In 2014, as domestic demand began to weaken, China increased its steel exports to international markets, resulting in export volumes increasing to about 100 million tons in 2015 and remaining at that level for the rest of the year. 2016 (previously, in 2013, the export volume was only 60 million tons). As a result, steel prices have dropped sharply, causing steel manufacturers globally to fall into losses.

Recently, to restructure the steel industry, Beijing decided to close illegal steel production facilities (low quality, made from scrap), resulting in a reduction of 120 million tons of output per year. In 2017, Beijing increased spending on public services to stimulate the economy, and steel exports the same year decreased by about 30% compared to the previous year.
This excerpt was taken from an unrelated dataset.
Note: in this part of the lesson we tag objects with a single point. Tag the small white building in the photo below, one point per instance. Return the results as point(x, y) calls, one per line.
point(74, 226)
According to JFE Steel President Koji Kakigi, basically the overcapacity situation in China has not yet been resolved. If a trade conflict with the US causes (China’s) domestic demand to weaken, Beijing may again have to find solutions to expand exports.
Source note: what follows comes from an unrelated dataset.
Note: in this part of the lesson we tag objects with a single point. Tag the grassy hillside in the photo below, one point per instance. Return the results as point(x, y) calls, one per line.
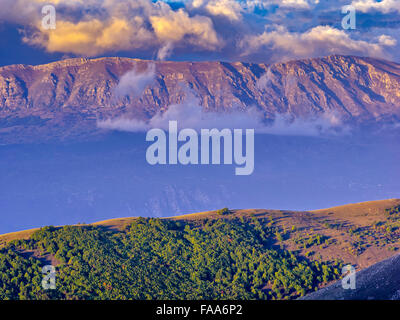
point(225, 254)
As for the US, this market may be more expensive if production costs increase due to new taxes. Thus, in the end, it is American citizens who will have to pay the increased tax costs due to their government. The same is true for the US steel industry, import restriction measures will also have a negative impact on the competitiveness of steel manufacturers.

Demand outlook for the next 2 years continues to increase

In the most recent report, the World Steel Association (WorldSteel) said that after 2 years of fluctuation and decline, the steel market has stabilized again in 2017, and it is forecasted that global steel demand will continue to increase. in 2018 and 2019 in the context of the global economic situation remaining favorable with high confidence and investment in advanced economies continuing to recover strongly.

Specifically, demand in 2018 will increase by 1.8% compared to the previous year, to 1.62 billion tons, and in 2019 will increase by 0.7% to 1.63 billion tons.

Global steel output in 2017 reached 1.69 billion tons, for the second consecutive year. Output in 2018 is forecast to increase by 4% (276.65 million tons) compared to 2017.

According to WorldSteel, demand in developed countries this year will increase by 1.8%, but will decrease by 1.1% in 2019. If inflationary pressures increase and the US and European Union economies ( EU) further tightening monetary policy, the economy in general and the steel market in particular in these areas may be affected.

The outlook for steel demand in the US remains strong thanks to fundamentals (strong consumption and investment, rising incomes and low interest rates). Manufacturing demand is supported by a weak dollar and increased business investment, and industrial machinery production is also expected to benefit from increased investment, amid rising house prices and continued real estate transactions. continues to flourish. However, WorldSteel believes that the stimulus plan for infrastructure in the US is unlikely to have an impact on steel demand in the short term. In addition, the performance of the US and EU auto markets is expected to remain the same as it is currently due to the “effect of saturation” and gradually increasing interest rates.

In China, the world’s largest steel consumer, the steel market may have many uncertainties. In 2018, the Government actively implemented stimulus measures to promote construction activities, but investment continued to decline, and steel demand in the region continued to decline.